Yeaman is a graduate of University of Hawaiʻi at Mānoa, where he earned a bachelor’s degree in accounting with distinction. He also is a certified public accountant in Hawaiʻi.
The finance executive grew up in Hōnaunau on the Big Island, raised by a single mother who worked as a waitress.
Yeaman told Civil Beat in December 2025 that the first time he ever boarded a plane was when he was 10 years old and headed to Oʻahu for the weeklong Hoʻomākaʻikaʻi, a Kamehameha Schools summer program with a longstanding mentoring tradition, teaching cultural values and practices to multiple generations of students.
It was during Hoʻomākaʻikaʻi when he really learned who he was as a Hawaiian.
Yeaman returned as an auditor years later in the late 1990s during what is dubbed the school’s “Broken Trust” era. He was part of a team charged with the responsibility to comb through the school’s finances and practices to uncover any financial mismanagement and self-dealing committed by board trustees at the time.
Kamehameha Schools now is at a crossroads, again facing a turbulent period and challenging future as the state’s largest private landowner with its original mission to provide education to Native Hawaiians.

Even its ability to continue upholding that mission — its founder Bernice Pauahi Pākī Bishop’s last wishes — is in question, at the center of a federal court battle lodged by an anti-affirmative action group.
“I want to go full circle and give back to an institution that has had a positive impact on my life,” Yeaman was quoted by Hawai‘i Public Radio in December 2025.
His experience managing complex organizations will likely be an asset that will help guide Kamehameha Schools through the next few years.
Yeaman and former trustee Nobriga are perhaps most similar in that way — both having finance backgrounds, with Nobriga currently serving as president of Hawaiʻi investment firm Tradewind Group.
There were 83 applicants for Nobriga’s seat.
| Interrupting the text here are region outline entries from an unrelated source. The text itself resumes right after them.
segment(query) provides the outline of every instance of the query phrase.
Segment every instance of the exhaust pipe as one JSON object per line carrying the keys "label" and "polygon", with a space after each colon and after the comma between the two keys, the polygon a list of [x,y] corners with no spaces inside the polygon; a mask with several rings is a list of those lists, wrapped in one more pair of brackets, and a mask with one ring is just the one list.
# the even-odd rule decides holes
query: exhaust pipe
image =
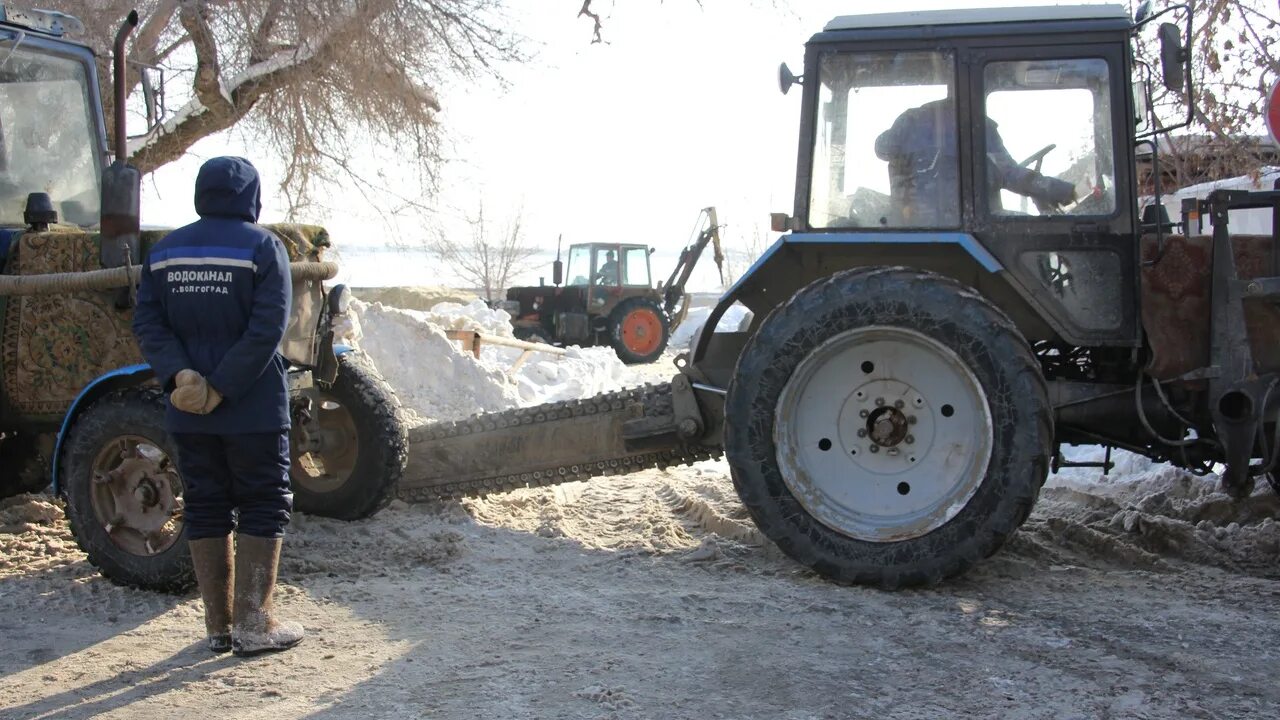
{"label": "exhaust pipe", "polygon": [[125,132],[125,115],[124,115],[124,102],[127,100],[124,92],[124,44],[133,35],[133,31],[138,27],[138,12],[129,10],[129,17],[124,18],[124,23],[120,24],[120,29],[115,32],[115,44],[111,45],[113,60],[115,61],[115,77],[113,82],[115,83],[115,160],[123,163],[125,154],[128,152],[128,133]]}
{"label": "exhaust pipe", "polygon": [[[124,44],[133,29],[138,27],[138,12],[129,12],[120,29],[115,33],[113,60],[115,76],[115,160],[102,170],[101,245],[99,261],[104,269],[142,263],[141,228],[142,218],[142,174],[127,163],[129,155],[129,133],[125,128],[124,104],[127,100]],[[133,306],[133,288],[120,288],[115,296],[119,309]]]}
Yeaman was one of three finalists selected by the state probate court-appointed Trustee Screening Committee.
The other two finalists were startup entrepreneur Olin Lagon and hotelier Keith Vieira.
Nobriga was first appointed in 2013 to the board and reappointed in 2017. His second term was extended to comply with a requirement for staggered trustee terms — which began in 2001 following governance reforms instituted in 2000 — mandating terms be arranged so those of only two members can end the same year.
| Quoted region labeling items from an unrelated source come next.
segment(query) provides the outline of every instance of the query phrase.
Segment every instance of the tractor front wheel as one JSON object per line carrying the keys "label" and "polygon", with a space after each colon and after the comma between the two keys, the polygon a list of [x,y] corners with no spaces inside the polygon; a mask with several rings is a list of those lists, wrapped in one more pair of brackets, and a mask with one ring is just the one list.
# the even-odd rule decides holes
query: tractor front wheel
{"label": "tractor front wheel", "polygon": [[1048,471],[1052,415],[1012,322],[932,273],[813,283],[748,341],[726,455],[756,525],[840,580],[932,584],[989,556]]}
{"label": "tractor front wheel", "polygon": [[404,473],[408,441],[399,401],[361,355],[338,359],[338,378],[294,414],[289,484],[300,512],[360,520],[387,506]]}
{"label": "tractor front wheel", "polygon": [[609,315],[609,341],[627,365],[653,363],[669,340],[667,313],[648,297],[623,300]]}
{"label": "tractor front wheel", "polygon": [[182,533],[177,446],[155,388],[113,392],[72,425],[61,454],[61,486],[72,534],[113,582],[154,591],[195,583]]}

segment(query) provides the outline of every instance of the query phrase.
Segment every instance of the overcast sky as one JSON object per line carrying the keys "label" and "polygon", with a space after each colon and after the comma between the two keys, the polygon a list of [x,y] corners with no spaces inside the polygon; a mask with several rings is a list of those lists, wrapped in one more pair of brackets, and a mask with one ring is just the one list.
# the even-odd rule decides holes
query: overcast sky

His serving until 2025 — a total of 12 years — prevented a conflict with the end of other trustee terms.
Kamehameha Schools trustees oversee assets worth about $15.2 billion and govern the school in accordance with instructions laid out by the will of Kamehameha I’s great-granddaughter Bishop, who died Oct. 16, 1884, with an estate comprised of some 375,500 acres of land throughout the islands.
Bishop thought education could offer Hawaiian people hope and a future. Thus, she established Kamehameha Schools — which began instruction in 1887 — in her will and endowed the institution with her estate.
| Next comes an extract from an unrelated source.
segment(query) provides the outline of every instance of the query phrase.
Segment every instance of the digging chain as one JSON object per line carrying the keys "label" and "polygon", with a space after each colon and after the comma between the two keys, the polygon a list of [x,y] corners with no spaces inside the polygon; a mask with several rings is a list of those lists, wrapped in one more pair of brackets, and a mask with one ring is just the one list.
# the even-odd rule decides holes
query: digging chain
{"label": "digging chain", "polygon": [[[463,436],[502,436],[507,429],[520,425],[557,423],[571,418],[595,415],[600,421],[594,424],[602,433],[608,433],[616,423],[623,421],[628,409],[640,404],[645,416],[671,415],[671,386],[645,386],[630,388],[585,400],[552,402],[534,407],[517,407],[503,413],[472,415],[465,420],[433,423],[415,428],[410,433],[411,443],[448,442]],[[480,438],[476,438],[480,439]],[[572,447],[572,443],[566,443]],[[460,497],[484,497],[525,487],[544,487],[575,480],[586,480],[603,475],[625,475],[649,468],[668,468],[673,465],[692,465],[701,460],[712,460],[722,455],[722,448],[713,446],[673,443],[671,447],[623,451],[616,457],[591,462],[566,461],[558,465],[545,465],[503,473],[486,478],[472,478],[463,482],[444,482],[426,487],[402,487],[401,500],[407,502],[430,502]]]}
Yeaman has called the Kamehameha Schools admission policy “the holy grail” and vowed to protect it and Bishop’s intent.
“Protecting the preference policy is a fundamental responsibility of the trustees and we have to defend it at all costs,” he was quoted by Hawai‘i Public Radio.

The board of trustees is composed of five people, each equally vested with the responsibility and duty of collectively setting school policy to carry out Bishop’s will.
Current board leadership includes Crystal Kauilani Rose as chairperson, Jennifer Noelani Goodyear-Ka‘ōpua as vice chairperson and Michelle Ka‘uhane as secretary/treasurer.
Elliot Kawaiho‘olana Mills rounds out the four sitting board members.
The board welcomes Yeaman to its ranks.
News reporter Nathan Christophel contributed to this story.